Quand je parle de mes angoisses à Yes McCan, il me corrige : « Ben non, ben non! Et je pense que le nerf de la guerre pour la prochaine vague de rap, ça va être le shock value! » Il fait remarquer avec justesse que le Québec n'a pas encore eu de « moment Eminem », avec un artiste qui blasphème tous les tabous, mais qui réussit quand même à se faire accepter dans le star système.

Fini les gentils

McCan fera paraître le 19 mai « P.S. Merci pour le love », un EP de transition vers une nouvelle approche stylistique. « Ce projet-là, c'était un pied dans Dead Obies (DO) pis un pied dans les nouvelles affaires. Je casse des patterns, je vide des tiroirs. » Une période d'échauffement pour un premier album solo, dont le chantier est déjà commencé.

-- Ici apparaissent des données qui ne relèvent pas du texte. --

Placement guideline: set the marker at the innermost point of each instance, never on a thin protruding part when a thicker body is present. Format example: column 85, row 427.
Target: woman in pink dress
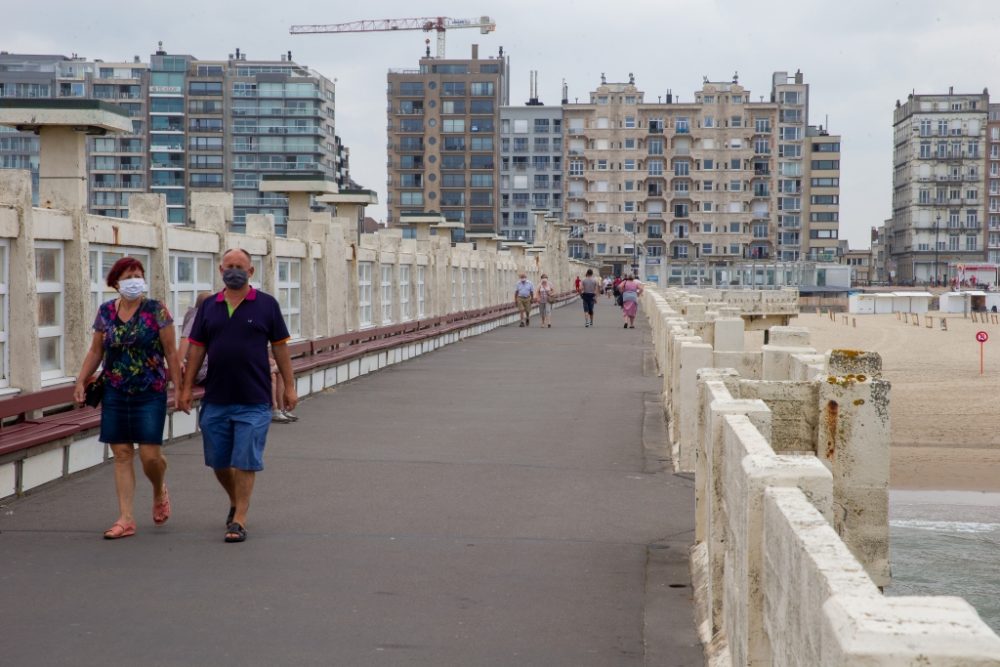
column 630, row 289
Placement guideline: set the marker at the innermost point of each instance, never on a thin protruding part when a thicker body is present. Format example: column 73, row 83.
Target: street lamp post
column 937, row 225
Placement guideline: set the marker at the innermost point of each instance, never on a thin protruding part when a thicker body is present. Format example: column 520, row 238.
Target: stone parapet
column 789, row 448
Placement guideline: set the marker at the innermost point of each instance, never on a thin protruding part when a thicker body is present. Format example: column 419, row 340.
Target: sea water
column 947, row 543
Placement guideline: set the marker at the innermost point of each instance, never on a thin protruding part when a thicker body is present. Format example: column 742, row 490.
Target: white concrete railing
column 327, row 251
column 790, row 453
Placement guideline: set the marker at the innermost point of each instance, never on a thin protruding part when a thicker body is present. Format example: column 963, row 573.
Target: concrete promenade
column 502, row 501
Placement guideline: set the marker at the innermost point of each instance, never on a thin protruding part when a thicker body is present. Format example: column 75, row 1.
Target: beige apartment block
column 443, row 144
column 693, row 188
column 939, row 186
column 993, row 158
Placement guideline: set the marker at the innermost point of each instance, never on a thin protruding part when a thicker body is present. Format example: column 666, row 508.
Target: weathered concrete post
column 853, row 441
column 262, row 227
column 16, row 218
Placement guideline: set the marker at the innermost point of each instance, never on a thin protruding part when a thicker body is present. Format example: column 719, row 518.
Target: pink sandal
column 161, row 510
column 119, row 530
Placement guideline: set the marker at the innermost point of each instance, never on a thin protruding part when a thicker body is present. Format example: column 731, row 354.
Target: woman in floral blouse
column 134, row 337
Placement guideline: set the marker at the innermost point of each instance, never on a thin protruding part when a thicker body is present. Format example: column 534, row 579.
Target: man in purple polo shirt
column 234, row 328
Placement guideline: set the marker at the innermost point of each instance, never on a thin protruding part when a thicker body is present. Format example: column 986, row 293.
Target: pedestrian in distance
column 545, row 298
column 235, row 328
column 134, row 339
column 524, row 294
column 588, row 294
column 631, row 290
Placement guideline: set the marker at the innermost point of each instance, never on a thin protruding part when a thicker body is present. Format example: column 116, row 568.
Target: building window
column 49, row 281
column 385, row 289
column 421, row 291
column 190, row 273
column 4, row 312
column 289, row 288
column 364, row 294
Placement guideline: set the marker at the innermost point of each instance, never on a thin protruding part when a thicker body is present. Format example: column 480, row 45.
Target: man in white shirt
column 524, row 293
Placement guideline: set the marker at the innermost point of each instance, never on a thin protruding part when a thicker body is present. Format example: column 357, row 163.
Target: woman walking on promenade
column 630, row 289
column 546, row 294
column 134, row 337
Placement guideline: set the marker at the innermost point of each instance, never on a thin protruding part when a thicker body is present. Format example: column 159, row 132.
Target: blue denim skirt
column 133, row 418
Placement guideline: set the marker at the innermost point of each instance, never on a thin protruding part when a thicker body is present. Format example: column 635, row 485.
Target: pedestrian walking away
column 134, row 338
column 631, row 289
column 588, row 294
column 546, row 296
column 524, row 294
column 235, row 328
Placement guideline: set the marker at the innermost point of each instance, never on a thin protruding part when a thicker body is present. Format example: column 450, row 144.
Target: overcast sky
column 859, row 57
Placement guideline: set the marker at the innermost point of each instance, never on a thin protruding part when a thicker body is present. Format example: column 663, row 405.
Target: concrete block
column 789, row 336
column 84, row 454
column 183, row 424
column 8, row 480
column 41, row 468
column 729, row 334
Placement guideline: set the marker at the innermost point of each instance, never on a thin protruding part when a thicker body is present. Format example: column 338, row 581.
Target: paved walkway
column 491, row 503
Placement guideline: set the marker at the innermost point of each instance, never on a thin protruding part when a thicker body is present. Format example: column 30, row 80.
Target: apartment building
column 443, row 147
column 668, row 188
column 993, row 175
column 939, row 185
column 118, row 165
column 531, row 158
column 211, row 125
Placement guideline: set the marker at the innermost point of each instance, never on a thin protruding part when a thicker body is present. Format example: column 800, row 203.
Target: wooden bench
column 21, row 426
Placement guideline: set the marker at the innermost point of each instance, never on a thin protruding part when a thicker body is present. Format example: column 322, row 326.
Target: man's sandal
column 235, row 532
column 119, row 530
column 161, row 510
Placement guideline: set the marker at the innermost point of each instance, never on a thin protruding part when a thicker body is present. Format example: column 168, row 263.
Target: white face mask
column 131, row 288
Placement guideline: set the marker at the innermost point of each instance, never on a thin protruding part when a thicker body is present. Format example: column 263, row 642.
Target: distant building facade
column 657, row 188
column 443, row 140
column 939, row 185
column 531, row 173
column 199, row 125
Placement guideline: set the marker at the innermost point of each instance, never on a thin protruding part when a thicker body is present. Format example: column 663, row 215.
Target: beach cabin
column 883, row 302
column 911, row 302
column 861, row 303
column 955, row 302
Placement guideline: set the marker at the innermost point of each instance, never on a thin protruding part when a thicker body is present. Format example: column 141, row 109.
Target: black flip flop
column 236, row 529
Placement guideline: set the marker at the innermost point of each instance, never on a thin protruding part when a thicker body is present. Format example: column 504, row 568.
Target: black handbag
column 94, row 392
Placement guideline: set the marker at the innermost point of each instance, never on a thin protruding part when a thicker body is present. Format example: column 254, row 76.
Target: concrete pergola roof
column 350, row 197
column 89, row 116
column 306, row 183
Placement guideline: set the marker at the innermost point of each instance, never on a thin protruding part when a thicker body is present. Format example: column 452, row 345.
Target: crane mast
column 438, row 24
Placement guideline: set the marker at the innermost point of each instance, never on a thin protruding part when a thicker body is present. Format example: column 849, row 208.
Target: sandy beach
column 945, row 415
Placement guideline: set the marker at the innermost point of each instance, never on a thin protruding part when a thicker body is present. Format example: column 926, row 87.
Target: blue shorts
column 233, row 435
column 132, row 418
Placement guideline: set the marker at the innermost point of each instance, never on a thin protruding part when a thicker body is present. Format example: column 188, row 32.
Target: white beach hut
column 861, row 303
column 911, row 302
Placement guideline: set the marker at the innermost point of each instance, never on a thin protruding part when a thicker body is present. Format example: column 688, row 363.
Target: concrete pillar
column 15, row 192
column 853, row 441
column 62, row 168
column 262, row 226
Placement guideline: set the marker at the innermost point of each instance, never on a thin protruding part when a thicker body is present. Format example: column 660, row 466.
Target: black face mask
column 235, row 278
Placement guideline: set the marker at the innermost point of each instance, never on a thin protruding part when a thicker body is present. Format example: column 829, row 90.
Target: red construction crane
column 438, row 24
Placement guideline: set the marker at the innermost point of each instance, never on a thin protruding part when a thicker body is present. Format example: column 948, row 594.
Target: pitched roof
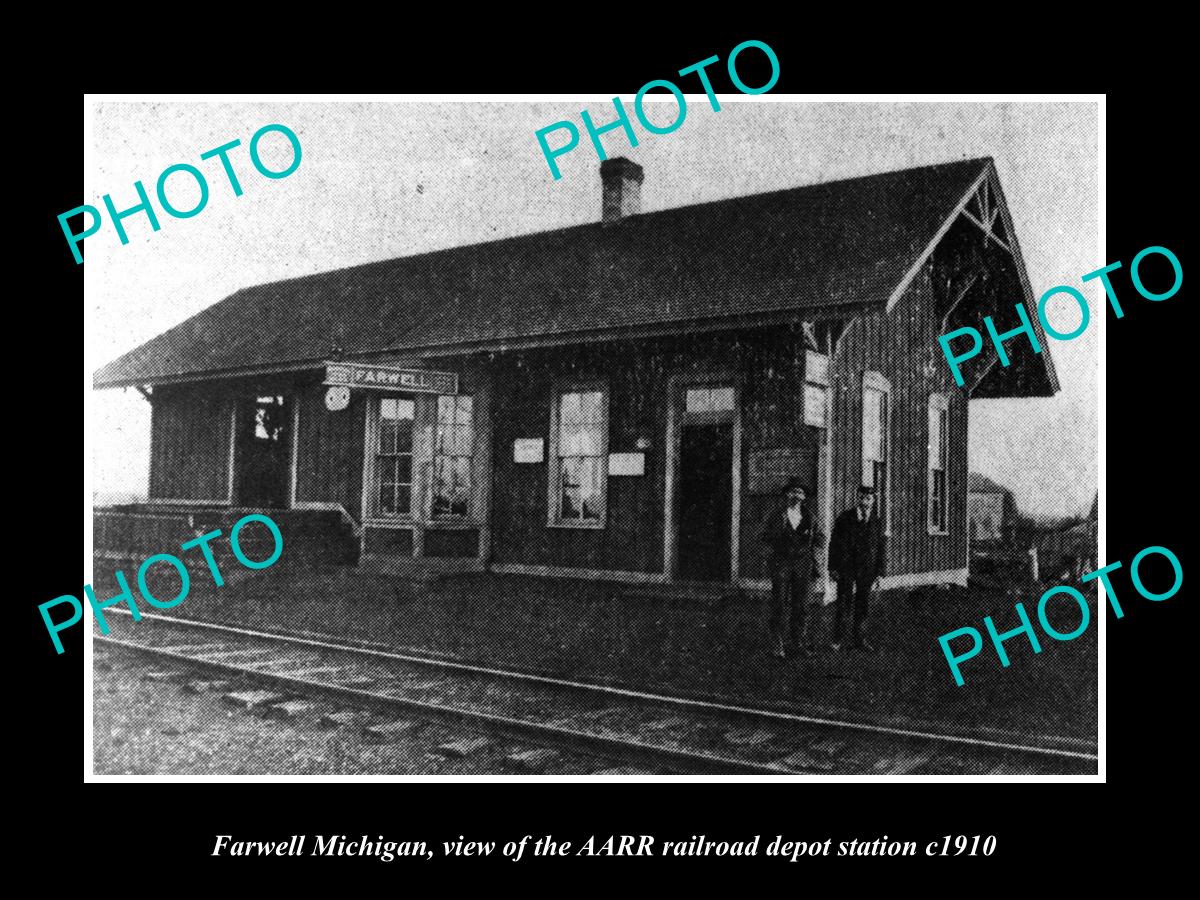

La dernière année lui a ouvert les yeux sur les limites entre ce que veut faire « McCan le rappeur » et « JF » l'auteur, le porte-parole, la personnalité publique. « Je veux faire du rap comme Pierre Falardeau faisait Elvis Gratton. C'est-à-dire que je ne vais pas essayer de donner toute l'amplitude de mes intérêts dans le rap. Parce que le rap qui m'intéresse, au bout du compte, il n'est pas all encompassing. C'est Migos, Travis Scott, Kodak Black. Tu ne verras jamais Gucci Mane être DJ dans un musée d'art contemporain… »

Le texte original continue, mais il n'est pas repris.